También fue señalada en la prensa local la situación de José Luis Jonathan Yong Mendoza, quien apareció en una investigación de la UIF y sería oportuno que pudiera informarnos si su caso se ha esclarecido para ser, hoy por hoy, otro de los candidatos a nivel estatal.
El día de la elección
Como explicó la presidenta del Instituto Electoral de Quintana Roo, Rubí Pacheco Pérez, en entrevista con Grupo Pirámide, ese día sucederán varios acontecimientos a los que no estamos acostumbrados a ver en una elección. El primero es que No habrá PREP, Programa de Resultados Electorales Preliminares. Y no habrá PREP porque no estarán allí las famosas mantas que se colgaban al final del primer conteo, al término de la elección.
De acuerdo a lo detallado, se empaquetarán las boletas para su traslado a las sedes del Ieqroo y, una vez allí, iniciar el cómputo total, “voto por voto, casilla por casilla”. La funcionaria advirtió que esto pudiera generar confusión, por lo que puso sobre aviso a la ciudadanía en sus intervenciones en la prensa.

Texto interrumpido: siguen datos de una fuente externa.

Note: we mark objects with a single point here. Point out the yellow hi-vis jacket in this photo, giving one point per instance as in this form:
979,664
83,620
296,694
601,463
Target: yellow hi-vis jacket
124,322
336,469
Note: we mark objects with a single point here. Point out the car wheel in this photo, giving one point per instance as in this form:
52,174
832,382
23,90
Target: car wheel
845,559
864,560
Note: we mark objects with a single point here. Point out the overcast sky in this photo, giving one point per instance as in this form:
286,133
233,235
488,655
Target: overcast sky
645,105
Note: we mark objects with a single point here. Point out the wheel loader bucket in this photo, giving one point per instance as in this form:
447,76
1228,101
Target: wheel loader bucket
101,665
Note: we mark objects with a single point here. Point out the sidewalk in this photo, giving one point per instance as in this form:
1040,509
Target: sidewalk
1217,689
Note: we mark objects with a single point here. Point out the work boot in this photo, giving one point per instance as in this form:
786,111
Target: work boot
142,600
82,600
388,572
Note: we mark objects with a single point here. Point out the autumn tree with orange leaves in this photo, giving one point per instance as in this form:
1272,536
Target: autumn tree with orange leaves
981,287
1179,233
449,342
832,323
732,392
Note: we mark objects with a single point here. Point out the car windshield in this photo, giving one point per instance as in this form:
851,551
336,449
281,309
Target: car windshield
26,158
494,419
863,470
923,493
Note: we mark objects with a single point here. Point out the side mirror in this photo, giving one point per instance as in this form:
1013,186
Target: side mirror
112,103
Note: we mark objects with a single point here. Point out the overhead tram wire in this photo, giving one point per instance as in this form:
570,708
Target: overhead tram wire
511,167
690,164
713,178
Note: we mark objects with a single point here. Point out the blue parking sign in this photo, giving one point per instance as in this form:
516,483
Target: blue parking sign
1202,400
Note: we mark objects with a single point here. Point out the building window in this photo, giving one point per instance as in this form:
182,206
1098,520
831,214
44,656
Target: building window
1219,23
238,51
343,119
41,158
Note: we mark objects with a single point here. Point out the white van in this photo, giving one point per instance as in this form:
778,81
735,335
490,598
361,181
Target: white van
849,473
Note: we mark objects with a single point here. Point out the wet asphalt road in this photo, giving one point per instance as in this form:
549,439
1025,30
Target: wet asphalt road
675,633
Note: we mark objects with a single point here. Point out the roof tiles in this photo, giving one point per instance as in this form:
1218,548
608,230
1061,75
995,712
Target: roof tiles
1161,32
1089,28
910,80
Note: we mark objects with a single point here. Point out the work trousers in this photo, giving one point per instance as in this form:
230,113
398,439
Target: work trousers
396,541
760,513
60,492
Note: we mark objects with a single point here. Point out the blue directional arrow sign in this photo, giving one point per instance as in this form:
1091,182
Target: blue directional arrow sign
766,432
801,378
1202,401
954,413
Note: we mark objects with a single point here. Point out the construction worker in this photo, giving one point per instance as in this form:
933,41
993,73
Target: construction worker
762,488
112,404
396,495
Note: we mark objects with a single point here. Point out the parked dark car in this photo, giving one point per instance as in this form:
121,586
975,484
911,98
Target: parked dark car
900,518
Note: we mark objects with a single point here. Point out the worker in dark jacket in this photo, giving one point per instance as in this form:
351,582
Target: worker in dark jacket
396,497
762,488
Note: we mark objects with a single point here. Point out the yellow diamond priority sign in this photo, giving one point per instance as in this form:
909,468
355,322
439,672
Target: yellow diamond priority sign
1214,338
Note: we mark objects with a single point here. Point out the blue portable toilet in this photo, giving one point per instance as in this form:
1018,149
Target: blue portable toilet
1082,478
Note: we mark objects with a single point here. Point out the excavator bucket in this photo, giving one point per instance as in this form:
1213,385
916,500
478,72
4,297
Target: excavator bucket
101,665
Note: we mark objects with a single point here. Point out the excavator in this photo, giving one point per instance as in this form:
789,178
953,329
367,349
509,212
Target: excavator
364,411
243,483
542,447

Volviendo a la votación, en el ámbito local, la elección (de lo que ya está elegido) es un tanto más fácil: Se puede votar tachando o haciendo una marca en una de las tres “opciones”, donde hay candidaturas de magistrados que llevan años en empresas de publicidad, o jueces que administran bares. Es decir, años sin ejercer como abogados para pasar directo a juzgar.
10 boletas
Dentro de la misma elección, los sistemas de votación son diferentes, como se dijo, en el ámbito local están las planillas ya armadas, pero el ámbito federal se puede escoger cada nombre por separado, anotando un número, como si fuera el “me late” o un bingo.
Es por ello que habrá que armarse se paciencia para llevar a cabo estos dos procesos diferentes en una misma elección, con cuatro boletas locales (dos de las cuales son del mismo color) y seis federales. Además de que a nivel local, los resultados serán emitidos hasta el 12 de agosto.
Huelga decirlo: será una elección muy pero muy “sui géneris”.
El resultados de todo esto lo veremos de aquí a varios lustros, cuando recién nos enteremos si fuimos para adelante o para atrás.